A month later, a Council of Europe member visited Qobustan prison, found the conditions there deplorable, and demanded that Imanov’s client’s torture claims be investigated.

Imanov filed a complaint with the prosecutor’s office, the ombudsman, and Baku district court in August, but the authorities rejected the allegations as groundless and refused to investigate.

Meanwhile, the deputy chief of the Justice Ministry’s penitentiary service filed a complaint with the Bar Association, accusing Imanov of spreading false information and requesting disciplinary measures against him.

The Bar Association suspended Imanov’s bar membership on November 20 and referred his case to a court to determine if he should be disbarred. Imanov cannot represent his clients in court until a ruling is made on his case later this month.

Many Lawyers Disbarred

Rights defender and coordinator of the Defense Center for Political Prisoners Oqtay Gulaliyev says the government casts a dark shadow over any of the decisions by the country’s Bar Association.

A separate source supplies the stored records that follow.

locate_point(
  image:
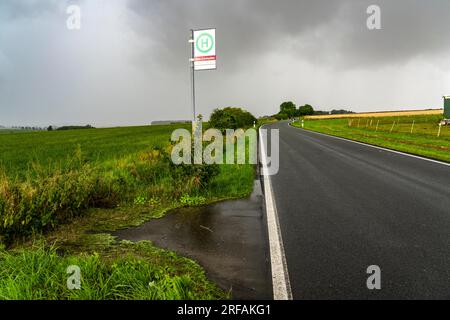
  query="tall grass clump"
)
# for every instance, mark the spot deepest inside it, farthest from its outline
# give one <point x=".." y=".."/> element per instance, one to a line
<point x="46" y="198"/>
<point x="43" y="275"/>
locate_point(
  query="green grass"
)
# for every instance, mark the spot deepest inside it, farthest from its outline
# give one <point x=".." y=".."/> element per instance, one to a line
<point x="19" y="149"/>
<point x="422" y="141"/>
<point x="141" y="272"/>
<point x="72" y="187"/>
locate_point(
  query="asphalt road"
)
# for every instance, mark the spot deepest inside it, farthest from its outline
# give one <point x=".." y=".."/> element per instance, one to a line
<point x="343" y="207"/>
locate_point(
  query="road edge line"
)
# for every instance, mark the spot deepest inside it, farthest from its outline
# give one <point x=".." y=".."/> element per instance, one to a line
<point x="280" y="276"/>
<point x="374" y="146"/>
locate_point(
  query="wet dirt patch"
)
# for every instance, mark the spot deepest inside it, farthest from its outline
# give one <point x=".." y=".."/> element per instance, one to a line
<point x="228" y="239"/>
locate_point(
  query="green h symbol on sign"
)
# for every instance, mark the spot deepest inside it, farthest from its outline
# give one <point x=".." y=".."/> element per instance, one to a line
<point x="205" y="43"/>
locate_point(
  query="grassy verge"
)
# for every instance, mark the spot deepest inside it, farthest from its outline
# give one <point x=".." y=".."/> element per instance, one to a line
<point x="69" y="189"/>
<point x="414" y="134"/>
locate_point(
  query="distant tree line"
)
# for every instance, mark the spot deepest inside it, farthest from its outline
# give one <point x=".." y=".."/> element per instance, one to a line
<point x="231" y="118"/>
<point x="289" y="110"/>
<point x="74" y="127"/>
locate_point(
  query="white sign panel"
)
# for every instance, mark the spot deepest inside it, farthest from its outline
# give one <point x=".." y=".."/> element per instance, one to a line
<point x="205" y="49"/>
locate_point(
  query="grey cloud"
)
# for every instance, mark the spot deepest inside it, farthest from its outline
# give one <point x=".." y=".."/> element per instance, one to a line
<point x="129" y="63"/>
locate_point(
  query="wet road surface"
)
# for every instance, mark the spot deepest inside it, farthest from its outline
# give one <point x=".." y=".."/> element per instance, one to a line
<point x="228" y="239"/>
<point x="344" y="206"/>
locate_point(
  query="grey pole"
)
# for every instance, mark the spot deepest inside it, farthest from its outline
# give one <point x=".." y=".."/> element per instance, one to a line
<point x="193" y="74"/>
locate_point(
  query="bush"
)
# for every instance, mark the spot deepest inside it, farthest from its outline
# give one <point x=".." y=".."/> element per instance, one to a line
<point x="281" y="116"/>
<point x="231" y="118"/>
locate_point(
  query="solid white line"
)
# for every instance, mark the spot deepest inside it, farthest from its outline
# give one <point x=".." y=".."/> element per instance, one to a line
<point x="280" y="277"/>
<point x="376" y="147"/>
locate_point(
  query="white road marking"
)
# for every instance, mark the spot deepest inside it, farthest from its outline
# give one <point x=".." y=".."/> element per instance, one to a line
<point x="376" y="147"/>
<point x="280" y="277"/>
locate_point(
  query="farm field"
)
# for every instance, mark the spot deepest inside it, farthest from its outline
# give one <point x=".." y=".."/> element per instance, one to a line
<point x="63" y="191"/>
<point x="412" y="134"/>
<point x="380" y="114"/>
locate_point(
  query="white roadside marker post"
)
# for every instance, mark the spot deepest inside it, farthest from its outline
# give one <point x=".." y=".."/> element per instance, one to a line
<point x="392" y="128"/>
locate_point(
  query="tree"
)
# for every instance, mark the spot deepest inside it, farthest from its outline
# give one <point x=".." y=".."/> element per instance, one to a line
<point x="281" y="116"/>
<point x="288" y="108"/>
<point x="306" y="110"/>
<point x="231" y="118"/>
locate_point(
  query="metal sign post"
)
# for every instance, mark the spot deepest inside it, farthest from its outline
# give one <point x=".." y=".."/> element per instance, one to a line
<point x="203" y="56"/>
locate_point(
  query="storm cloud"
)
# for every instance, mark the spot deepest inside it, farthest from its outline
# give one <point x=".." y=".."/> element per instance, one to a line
<point x="129" y="62"/>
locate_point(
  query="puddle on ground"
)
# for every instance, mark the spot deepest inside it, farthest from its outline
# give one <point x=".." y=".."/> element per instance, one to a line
<point x="228" y="239"/>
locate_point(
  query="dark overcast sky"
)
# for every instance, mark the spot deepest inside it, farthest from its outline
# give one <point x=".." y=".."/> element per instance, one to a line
<point x="128" y="65"/>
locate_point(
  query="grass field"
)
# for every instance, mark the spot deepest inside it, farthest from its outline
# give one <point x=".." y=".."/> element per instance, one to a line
<point x="380" y="114"/>
<point x="67" y="189"/>
<point x="412" y="134"/>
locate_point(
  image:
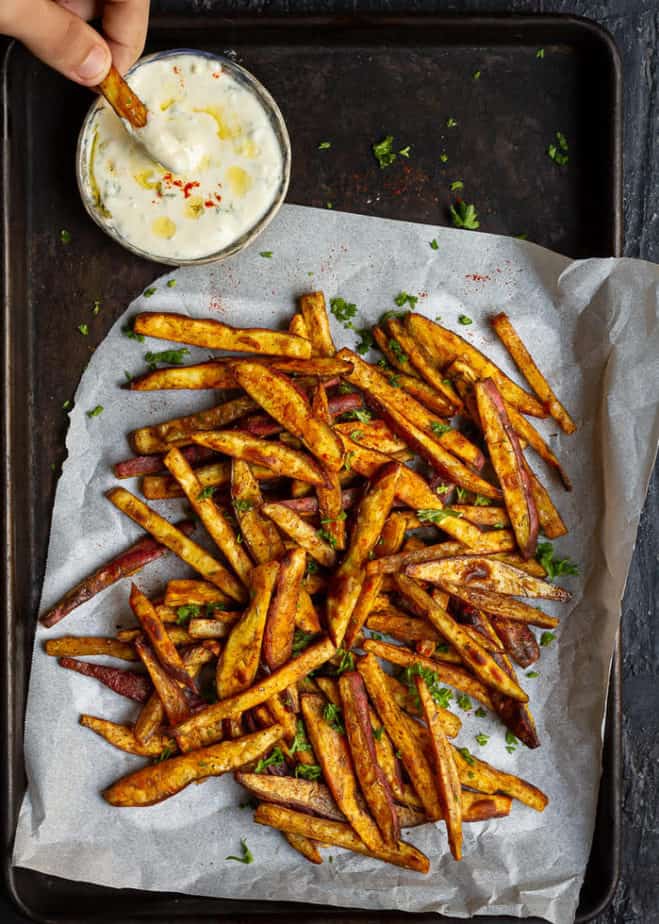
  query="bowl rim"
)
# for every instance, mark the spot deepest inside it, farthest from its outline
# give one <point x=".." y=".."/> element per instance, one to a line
<point x="274" y="114"/>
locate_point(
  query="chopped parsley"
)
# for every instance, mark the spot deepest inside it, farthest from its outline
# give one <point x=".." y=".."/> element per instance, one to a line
<point x="334" y="718"/>
<point x="308" y="771"/>
<point x="558" y="152"/>
<point x="553" y="566"/>
<point x="464" y="215"/>
<point x="384" y="152"/>
<point x="247" y="856"/>
<point x="186" y="613"/>
<point x="276" y="759"/>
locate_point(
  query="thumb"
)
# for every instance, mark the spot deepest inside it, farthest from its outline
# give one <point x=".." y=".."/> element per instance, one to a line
<point x="62" y="40"/>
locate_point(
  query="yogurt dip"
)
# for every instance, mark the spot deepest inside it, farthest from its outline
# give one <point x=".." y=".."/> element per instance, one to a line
<point x="226" y="150"/>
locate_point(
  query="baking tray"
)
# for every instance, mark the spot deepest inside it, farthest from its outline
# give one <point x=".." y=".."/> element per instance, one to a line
<point x="351" y="80"/>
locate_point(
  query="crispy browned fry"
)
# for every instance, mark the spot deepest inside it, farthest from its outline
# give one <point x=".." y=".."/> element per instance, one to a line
<point x="421" y="360"/>
<point x="448" y="782"/>
<point x="372" y="781"/>
<point x="218" y="336"/>
<point x="160" y="781"/>
<point x="125" y="102"/>
<point x="330" y="501"/>
<point x="472" y="653"/>
<point x="508" y="463"/>
<point x="281" y="460"/>
<point x="163" y="646"/>
<point x="338" y="834"/>
<point x="407" y="744"/>
<point x="448" y="346"/>
<point x="349" y="577"/>
<point x="216" y="523"/>
<point x="524" y="362"/>
<point x="301" y="532"/>
<point x="238" y="663"/>
<point x="477" y="774"/>
<point x="260" y="533"/>
<point x="281" y="399"/>
<point x="178" y="432"/>
<point x="314" y="312"/>
<point x="171" y="695"/>
<point x="448" y="673"/>
<point x="486" y="574"/>
<point x="502" y="605"/>
<point x="280" y="624"/>
<point x="71" y="646"/>
<point x="518" y="640"/>
<point x="331" y="749"/>
<point x="198" y="593"/>
<point x="123" y="737"/>
<point x="185" y="548"/>
<point x="129" y="562"/>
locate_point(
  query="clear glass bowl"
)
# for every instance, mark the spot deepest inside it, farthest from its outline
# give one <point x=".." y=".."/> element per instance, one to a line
<point x="278" y="125"/>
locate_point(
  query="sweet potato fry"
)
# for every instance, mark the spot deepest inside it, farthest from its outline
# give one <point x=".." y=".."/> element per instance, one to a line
<point x="524" y="362"/>
<point x="488" y="575"/>
<point x="282" y="400"/>
<point x="302" y="533"/>
<point x="162" y="644"/>
<point x="501" y="605"/>
<point x="393" y="720"/>
<point x="448" y="346"/>
<point x="508" y="463"/>
<point x="316" y="321"/>
<point x="260" y="533"/>
<point x="131" y="561"/>
<point x="372" y="781"/>
<point x="123" y="737"/>
<point x="218" y="336"/>
<point x="173" y="699"/>
<point x="75" y="646"/>
<point x="185" y="548"/>
<point x="447" y="673"/>
<point x="125" y="683"/>
<point x="178" y="432"/>
<point x="448" y="782"/>
<point x="280" y="624"/>
<point x="349" y="577"/>
<point x="281" y="460"/>
<point x="238" y="663"/>
<point x="217" y="525"/>
<point x="160" y="781"/>
<point x="338" y="834"/>
<point x="331" y="749"/>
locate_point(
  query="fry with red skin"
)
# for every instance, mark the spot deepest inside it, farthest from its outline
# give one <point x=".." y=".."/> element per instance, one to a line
<point x="448" y="782"/>
<point x="218" y="336"/>
<point x="163" y="646"/>
<point x="359" y="732"/>
<point x="171" y="695"/>
<point x="125" y="564"/>
<point x="159" y="781"/>
<point x="126" y="683"/>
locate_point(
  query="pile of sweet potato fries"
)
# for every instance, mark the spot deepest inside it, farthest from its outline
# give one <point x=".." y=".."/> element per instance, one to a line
<point x="268" y="663"/>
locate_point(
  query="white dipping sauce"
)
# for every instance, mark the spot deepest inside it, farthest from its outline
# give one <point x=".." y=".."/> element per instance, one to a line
<point x="218" y="137"/>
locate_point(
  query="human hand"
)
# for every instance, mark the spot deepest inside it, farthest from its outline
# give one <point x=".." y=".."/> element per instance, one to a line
<point x="56" y="32"/>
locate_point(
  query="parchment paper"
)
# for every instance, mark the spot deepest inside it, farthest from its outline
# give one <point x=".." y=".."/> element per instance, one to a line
<point x="593" y="327"/>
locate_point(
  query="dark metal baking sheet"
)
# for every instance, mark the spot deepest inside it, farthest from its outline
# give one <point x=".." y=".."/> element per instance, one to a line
<point x="352" y="80"/>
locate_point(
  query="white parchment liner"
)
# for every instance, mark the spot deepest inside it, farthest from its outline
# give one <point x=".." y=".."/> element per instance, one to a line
<point x="593" y="326"/>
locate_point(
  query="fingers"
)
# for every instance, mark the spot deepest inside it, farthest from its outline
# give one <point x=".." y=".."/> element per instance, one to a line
<point x="124" y="24"/>
<point x="61" y="39"/>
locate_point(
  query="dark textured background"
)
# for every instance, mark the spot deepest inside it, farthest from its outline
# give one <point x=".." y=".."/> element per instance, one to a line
<point x="634" y="25"/>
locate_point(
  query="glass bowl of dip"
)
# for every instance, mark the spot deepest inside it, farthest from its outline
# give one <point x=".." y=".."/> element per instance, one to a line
<point x="240" y="160"/>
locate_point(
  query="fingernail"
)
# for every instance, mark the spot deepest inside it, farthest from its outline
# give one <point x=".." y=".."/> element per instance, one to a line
<point x="95" y="64"/>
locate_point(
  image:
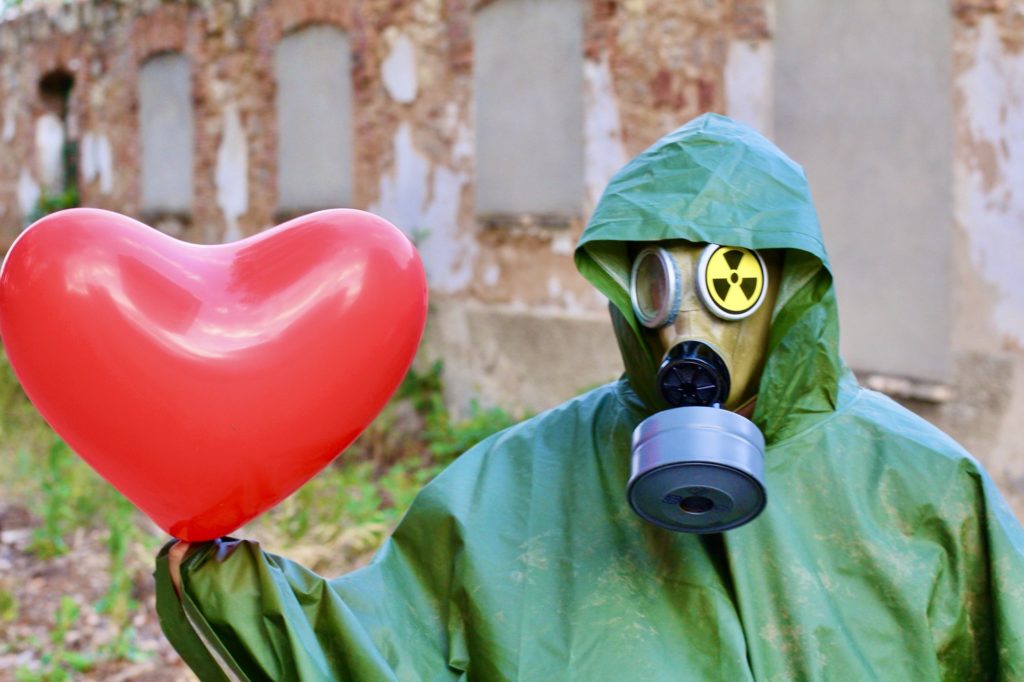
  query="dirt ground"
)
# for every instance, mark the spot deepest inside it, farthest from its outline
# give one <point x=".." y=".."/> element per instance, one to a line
<point x="38" y="585"/>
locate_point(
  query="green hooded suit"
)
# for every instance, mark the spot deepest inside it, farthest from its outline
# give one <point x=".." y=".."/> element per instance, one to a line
<point x="885" y="551"/>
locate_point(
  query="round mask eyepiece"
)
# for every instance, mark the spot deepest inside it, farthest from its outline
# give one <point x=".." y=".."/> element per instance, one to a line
<point x="654" y="288"/>
<point x="731" y="281"/>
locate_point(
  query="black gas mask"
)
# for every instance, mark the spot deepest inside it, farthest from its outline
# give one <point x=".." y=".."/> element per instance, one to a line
<point x="698" y="466"/>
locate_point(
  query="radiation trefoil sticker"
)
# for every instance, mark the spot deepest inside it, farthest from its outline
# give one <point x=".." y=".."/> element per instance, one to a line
<point x="731" y="281"/>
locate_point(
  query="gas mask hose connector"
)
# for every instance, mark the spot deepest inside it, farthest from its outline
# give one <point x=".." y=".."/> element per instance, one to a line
<point x="693" y="374"/>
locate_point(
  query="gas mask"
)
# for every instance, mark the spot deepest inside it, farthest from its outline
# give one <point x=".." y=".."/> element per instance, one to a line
<point x="698" y="466"/>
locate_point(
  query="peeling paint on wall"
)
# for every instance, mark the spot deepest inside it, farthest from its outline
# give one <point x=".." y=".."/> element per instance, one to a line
<point x="604" y="152"/>
<point x="49" y="151"/>
<point x="232" y="171"/>
<point x="398" y="70"/>
<point x="97" y="161"/>
<point x="989" y="180"/>
<point x="28" y="193"/>
<point x="423" y="201"/>
<point x="9" y="115"/>
<point x="749" y="84"/>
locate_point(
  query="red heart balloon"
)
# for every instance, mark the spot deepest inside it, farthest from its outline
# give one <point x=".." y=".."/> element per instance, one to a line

“Disbarring independent and experienced lawyers is aimed at depriving political prisoners of legal defense as well as totally eliminating the legal defense system in the country,” Gulaliyev says. “They’ve ruined independent civic society and media and now the legal defense system is having its turn. This step is unacceptable and illegal.”

Anar Bagirov, the chairman of the Bar Association, says there is no coordinated attack on opposition-linked lawyers, dismissing local and international concerns.

“Anytime they’ve criticized us we remained silent, but from now on we’ll give a robust reply. We believe our decisions are based on law. If anyone can prove otherwise, let them do it. Every decision by the Bar Association is fair and objective,” Bagirov told RFE/RL.

However, such claims ring hollow given the list of lawyers either disbarred or facing disbarment for their opposition work, including Xalid Bagirov, Faxraddin Mehdiyev, and others.

Alayif Hasanov — who has defended opposition Azadliq newspaper editor in chief Qanimat Zahid, rights defender Leyla Yunus, and NIDA member Omar Mommadov — says he was disbarred for defending the rights of government critics.

Namizad Safarov, Aslan Ismayilov, and Muzaffar Baxisov were disbarred after criticizing the work of Azerbaijan’s justice system, including its courts and judges, as well as the management of the Bar Association.

Given the history, Imanov doubts he will be allowed to practice law in the future, saying, “I don’t have any hope for a fair ruling.”